Quizá ahí esté una de las claves: no confundir preparación con acumulación. Preparar el curso no significa tenerlo todo cerrado antes de conocer al alumnado. Significa disponer de una dirección, unos criterios y unos recursos, pero también de la flexibilidad suficiente para ajustar el camino. Un aula empieza a tomar forma cuando las propuestas se encuentran con las personas que van a habitarlas.

Los primeros días también son importantes para el equipo docente. Septiembre no solo configura cada aula; también configura una manera de trabajar como centro. Cómo se reciben los docentes nuevos, cómo se comparten acuerdos, cómo se organizan los canales de comunicación, qué reuniones se dedican a informar y cuáles a pensar pedagógicamente, qué decisiones se dejan claras desde el inicio y qué espacios se abren para revisar lo que vaya ocurriendo. La cultura de centro también empieza en esos gestos.

No hace falta convertir septiembre en una declaración solemne de intenciones. A veces basta con cuidar mejor las primeras preguntas. ¿Qué necesita este grupo para empezar? ¿Qué acuerdos nos ayudarán a aprender juntos? ¿Qué información merece la pena recoger antes de avanzar? ¿Qué herramientas van a facilitar realmente la participación? ¿Qué podemos explicar desde el principio para que el alumnado entienda cómo se va a trabajar y por qué?

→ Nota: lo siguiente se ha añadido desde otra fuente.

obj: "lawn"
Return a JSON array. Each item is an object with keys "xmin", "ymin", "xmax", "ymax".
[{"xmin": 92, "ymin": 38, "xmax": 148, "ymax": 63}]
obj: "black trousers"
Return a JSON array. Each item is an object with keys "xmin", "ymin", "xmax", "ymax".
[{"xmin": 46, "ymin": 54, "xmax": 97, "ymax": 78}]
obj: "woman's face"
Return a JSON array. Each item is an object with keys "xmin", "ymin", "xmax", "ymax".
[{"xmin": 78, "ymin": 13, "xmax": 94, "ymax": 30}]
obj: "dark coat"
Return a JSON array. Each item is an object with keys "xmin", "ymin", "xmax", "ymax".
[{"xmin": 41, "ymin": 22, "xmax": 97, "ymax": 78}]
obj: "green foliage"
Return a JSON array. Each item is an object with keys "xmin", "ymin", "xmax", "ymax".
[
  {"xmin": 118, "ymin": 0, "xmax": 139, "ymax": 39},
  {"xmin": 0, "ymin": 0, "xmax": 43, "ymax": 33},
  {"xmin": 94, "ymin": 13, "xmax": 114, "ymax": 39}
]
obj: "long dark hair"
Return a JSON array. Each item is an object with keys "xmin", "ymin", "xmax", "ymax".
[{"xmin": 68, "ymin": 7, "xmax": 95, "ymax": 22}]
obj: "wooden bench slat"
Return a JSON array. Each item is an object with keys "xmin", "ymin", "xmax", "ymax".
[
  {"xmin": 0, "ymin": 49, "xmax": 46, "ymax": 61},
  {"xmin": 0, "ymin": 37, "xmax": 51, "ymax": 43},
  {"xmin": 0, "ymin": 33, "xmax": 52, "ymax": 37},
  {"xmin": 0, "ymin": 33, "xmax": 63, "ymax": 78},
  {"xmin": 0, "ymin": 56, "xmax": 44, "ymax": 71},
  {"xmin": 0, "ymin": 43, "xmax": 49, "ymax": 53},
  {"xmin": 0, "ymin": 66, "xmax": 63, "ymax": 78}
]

Empezar bien no significa empezar perfecto. Significa empezar con atención. Con la suficiente planificación para no ir a ciegas y con la suficiente apertura para mirar lo que el grupo nos devuelve. Con recursos, sí, pero también con criterio. Con herramientas, si ayudan, pero sin olvidar que ninguna aplicación sustituye la relación pedagógica que se construye cada día.

Septiembre no es solo el mes en el que se abre la programación. Es el momento en el que el aula empieza a decirnos quién es. Y tal vez nuestra primera tarea no sea llenarla demasiado rápido de contenidos, normas o plataformas, sino aprender a escucharla mientras toma forma.

Y ahora queremos escucharos: ¿qué hacéis en vuestro centro o en vuestra aula durante los primeros días para conocer mejor al grupo? ¿Qué rutinas, preguntas o herramientas os ayudan a empezar con más sentido? ¿Qué decisiones de septiembre terminan marcando, para bien, el resto del curso?